You are viewing a plain text version of this content. The canonical link for it is here.
Posted to user@nutch.apache.org by Paul M Lieberman <pa...@alum.mit.edu> on 2006/09/15 22:52:43 UTC
nutch-0.8 intranet crawls & logs
I've just switched from nutch-0.7.2 to nutch-0.8.
I'm attempting to do an intranet crawl of a single site. The setup I've
used in nutch-0.7.2 translates well to nutch-0.8 with two exceptions:
1. the crawl is no longer staying within the website. Why?
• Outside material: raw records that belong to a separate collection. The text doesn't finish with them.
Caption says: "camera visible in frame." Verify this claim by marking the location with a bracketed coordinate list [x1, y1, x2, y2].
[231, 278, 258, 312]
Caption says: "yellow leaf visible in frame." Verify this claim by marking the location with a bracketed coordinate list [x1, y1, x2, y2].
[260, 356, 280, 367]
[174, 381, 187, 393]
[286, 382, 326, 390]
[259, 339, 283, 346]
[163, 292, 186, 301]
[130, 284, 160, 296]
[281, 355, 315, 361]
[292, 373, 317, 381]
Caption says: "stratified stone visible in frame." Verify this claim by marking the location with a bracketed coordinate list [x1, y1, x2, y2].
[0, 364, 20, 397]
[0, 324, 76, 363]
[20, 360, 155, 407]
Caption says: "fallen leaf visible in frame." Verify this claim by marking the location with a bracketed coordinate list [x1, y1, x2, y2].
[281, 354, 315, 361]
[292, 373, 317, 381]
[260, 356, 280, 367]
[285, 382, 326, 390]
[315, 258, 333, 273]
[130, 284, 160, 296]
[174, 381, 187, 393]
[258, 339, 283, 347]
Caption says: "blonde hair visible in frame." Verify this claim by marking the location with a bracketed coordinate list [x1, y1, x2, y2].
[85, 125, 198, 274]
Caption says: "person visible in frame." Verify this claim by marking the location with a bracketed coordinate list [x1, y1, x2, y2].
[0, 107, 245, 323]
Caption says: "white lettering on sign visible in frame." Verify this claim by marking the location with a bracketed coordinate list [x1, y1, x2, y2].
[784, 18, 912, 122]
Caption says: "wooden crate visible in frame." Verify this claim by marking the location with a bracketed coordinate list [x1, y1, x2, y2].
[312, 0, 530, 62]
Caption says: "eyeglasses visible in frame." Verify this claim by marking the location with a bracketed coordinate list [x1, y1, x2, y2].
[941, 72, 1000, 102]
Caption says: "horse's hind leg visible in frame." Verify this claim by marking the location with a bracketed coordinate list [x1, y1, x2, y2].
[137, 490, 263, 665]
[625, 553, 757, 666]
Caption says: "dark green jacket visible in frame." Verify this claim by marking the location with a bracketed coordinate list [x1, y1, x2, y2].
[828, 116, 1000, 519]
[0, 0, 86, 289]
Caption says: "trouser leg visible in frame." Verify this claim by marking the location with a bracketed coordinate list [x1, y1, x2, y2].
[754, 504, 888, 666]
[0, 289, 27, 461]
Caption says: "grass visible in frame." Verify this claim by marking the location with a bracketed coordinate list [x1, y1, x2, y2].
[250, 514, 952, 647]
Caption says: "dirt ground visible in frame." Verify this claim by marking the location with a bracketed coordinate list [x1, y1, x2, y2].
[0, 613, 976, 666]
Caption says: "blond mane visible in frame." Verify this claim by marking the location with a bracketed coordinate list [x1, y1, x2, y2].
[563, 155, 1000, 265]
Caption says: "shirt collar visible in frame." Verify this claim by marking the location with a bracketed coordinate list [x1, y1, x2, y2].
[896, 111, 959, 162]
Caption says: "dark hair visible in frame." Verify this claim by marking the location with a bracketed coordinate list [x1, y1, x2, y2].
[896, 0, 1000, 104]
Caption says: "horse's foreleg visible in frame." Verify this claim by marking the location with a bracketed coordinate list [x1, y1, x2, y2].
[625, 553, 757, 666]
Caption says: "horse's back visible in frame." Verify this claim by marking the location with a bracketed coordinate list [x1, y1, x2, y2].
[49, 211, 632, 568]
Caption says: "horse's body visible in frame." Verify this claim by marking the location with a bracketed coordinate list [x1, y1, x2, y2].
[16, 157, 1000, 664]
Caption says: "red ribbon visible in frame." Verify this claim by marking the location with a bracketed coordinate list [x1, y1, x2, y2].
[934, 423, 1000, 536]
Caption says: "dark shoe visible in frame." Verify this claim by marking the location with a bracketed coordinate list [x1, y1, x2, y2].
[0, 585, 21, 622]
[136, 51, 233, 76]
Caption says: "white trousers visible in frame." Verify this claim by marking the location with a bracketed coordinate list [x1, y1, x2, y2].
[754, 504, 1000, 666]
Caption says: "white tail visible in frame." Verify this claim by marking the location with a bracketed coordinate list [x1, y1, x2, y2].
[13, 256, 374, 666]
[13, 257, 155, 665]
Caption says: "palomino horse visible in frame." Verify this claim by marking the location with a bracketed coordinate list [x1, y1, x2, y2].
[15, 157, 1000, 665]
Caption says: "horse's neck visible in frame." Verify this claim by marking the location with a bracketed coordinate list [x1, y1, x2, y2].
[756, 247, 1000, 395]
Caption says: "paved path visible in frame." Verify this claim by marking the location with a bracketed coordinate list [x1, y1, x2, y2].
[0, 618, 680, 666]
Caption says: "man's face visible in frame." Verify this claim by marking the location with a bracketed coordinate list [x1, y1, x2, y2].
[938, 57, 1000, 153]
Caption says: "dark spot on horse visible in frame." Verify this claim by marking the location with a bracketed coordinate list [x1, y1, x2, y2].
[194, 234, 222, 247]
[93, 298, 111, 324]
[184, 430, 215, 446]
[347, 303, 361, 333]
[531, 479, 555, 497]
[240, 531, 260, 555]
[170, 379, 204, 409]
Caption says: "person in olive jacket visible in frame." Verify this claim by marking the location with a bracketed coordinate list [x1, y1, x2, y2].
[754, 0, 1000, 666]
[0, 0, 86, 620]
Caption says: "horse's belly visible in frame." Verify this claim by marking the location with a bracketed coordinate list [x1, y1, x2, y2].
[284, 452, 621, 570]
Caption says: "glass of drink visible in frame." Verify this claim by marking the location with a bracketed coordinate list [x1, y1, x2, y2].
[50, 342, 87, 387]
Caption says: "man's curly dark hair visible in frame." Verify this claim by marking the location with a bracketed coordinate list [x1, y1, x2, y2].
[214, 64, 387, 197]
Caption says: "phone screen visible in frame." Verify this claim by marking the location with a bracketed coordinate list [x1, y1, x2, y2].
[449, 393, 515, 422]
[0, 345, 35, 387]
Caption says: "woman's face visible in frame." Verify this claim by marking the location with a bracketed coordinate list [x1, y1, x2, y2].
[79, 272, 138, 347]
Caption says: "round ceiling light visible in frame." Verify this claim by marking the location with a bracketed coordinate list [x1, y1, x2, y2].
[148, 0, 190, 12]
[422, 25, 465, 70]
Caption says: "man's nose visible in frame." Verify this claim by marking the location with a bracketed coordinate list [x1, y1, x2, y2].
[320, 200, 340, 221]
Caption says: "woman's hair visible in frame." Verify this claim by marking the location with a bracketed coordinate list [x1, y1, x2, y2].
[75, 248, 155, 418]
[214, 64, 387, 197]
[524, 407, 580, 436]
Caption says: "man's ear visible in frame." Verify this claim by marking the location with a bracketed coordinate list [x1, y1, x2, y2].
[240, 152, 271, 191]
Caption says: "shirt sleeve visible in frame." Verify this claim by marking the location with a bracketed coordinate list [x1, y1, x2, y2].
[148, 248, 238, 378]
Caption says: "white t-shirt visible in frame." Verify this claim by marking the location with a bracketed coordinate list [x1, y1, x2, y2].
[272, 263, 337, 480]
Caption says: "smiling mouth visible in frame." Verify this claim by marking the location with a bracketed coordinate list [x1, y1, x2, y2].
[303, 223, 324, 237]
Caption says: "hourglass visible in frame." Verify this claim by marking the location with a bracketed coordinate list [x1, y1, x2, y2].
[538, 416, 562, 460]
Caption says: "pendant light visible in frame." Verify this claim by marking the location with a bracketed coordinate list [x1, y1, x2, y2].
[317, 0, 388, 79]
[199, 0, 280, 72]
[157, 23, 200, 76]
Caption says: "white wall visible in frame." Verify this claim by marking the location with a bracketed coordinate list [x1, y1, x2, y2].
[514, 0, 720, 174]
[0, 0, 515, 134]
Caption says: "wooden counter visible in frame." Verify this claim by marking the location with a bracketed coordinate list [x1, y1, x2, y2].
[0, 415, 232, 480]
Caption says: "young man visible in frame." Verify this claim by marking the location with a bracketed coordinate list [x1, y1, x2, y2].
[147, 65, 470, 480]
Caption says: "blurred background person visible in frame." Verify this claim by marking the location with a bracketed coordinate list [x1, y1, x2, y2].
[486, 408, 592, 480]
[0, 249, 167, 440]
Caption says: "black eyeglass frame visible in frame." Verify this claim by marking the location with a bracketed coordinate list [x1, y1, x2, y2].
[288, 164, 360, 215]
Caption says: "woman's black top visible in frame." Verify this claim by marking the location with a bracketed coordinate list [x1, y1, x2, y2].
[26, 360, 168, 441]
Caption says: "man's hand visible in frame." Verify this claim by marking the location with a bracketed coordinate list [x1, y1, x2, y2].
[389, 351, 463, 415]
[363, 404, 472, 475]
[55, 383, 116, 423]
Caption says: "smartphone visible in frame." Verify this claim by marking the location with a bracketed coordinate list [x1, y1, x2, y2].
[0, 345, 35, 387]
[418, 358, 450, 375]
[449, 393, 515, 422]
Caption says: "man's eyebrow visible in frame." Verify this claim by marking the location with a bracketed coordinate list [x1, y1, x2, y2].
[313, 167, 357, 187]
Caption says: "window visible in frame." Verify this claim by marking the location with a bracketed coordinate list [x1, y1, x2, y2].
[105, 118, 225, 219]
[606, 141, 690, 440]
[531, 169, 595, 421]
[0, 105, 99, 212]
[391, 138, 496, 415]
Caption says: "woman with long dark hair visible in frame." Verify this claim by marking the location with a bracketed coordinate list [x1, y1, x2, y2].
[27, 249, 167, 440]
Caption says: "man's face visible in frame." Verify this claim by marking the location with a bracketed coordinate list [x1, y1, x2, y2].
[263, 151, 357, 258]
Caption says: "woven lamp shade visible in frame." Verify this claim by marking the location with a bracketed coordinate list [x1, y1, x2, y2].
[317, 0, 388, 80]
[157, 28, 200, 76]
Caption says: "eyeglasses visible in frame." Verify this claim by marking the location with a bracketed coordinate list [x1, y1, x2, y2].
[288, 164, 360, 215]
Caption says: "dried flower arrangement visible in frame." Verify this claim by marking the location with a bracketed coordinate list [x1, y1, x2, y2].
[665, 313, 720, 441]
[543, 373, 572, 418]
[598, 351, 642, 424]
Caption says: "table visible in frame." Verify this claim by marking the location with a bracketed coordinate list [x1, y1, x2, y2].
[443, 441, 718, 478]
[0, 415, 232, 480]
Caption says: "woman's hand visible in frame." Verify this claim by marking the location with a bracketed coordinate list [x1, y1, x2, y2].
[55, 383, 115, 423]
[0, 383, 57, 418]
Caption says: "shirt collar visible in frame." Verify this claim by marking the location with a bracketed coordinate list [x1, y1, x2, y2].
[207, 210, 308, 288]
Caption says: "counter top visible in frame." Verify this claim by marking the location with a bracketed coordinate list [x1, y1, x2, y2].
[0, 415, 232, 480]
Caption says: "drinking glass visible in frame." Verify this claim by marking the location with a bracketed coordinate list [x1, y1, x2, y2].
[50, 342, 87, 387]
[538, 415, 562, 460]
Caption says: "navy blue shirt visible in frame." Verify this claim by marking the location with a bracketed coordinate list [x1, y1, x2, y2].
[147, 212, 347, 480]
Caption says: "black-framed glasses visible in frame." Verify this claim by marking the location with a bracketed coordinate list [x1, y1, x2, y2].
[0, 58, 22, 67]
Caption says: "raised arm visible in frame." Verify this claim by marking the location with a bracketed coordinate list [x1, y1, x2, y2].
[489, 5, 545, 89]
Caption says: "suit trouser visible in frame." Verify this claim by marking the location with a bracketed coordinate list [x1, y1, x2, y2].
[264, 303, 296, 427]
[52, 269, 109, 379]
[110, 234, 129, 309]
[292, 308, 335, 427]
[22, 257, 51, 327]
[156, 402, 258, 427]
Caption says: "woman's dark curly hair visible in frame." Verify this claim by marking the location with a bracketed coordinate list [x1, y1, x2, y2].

The single text file in my url directory contains the root URL:
http://www.psychologymatters.org/
and conf/crawl-urlfilter.txt has one line for accepting hosts:
+^http://([a-z0-9]*\.)*psychologymatters.org/
and
-.
to skip all else. So, why does nutch-0.8 pursue links outside this domain?
Here's how I invoke the crawl:
nohup bin/nutch crawl url -dir /d01/nutch/psychologymatters9 -depth 9 >&
logs/psychologymatters9.log &
2. The other question relates to log files. As you see above, I want to
redirect to a log file specific to this crawl. In nutch-0.7.2, it does
just that, but with nutch-0.8, all log messages are appended to
logs/hadoop.log. How can I change this?
- Paul M Lieberman
American Psychological Association
Re: nutch-0.8 intranet crawls & logs
Posted by Zaheed Haque <za...@gmail.com>.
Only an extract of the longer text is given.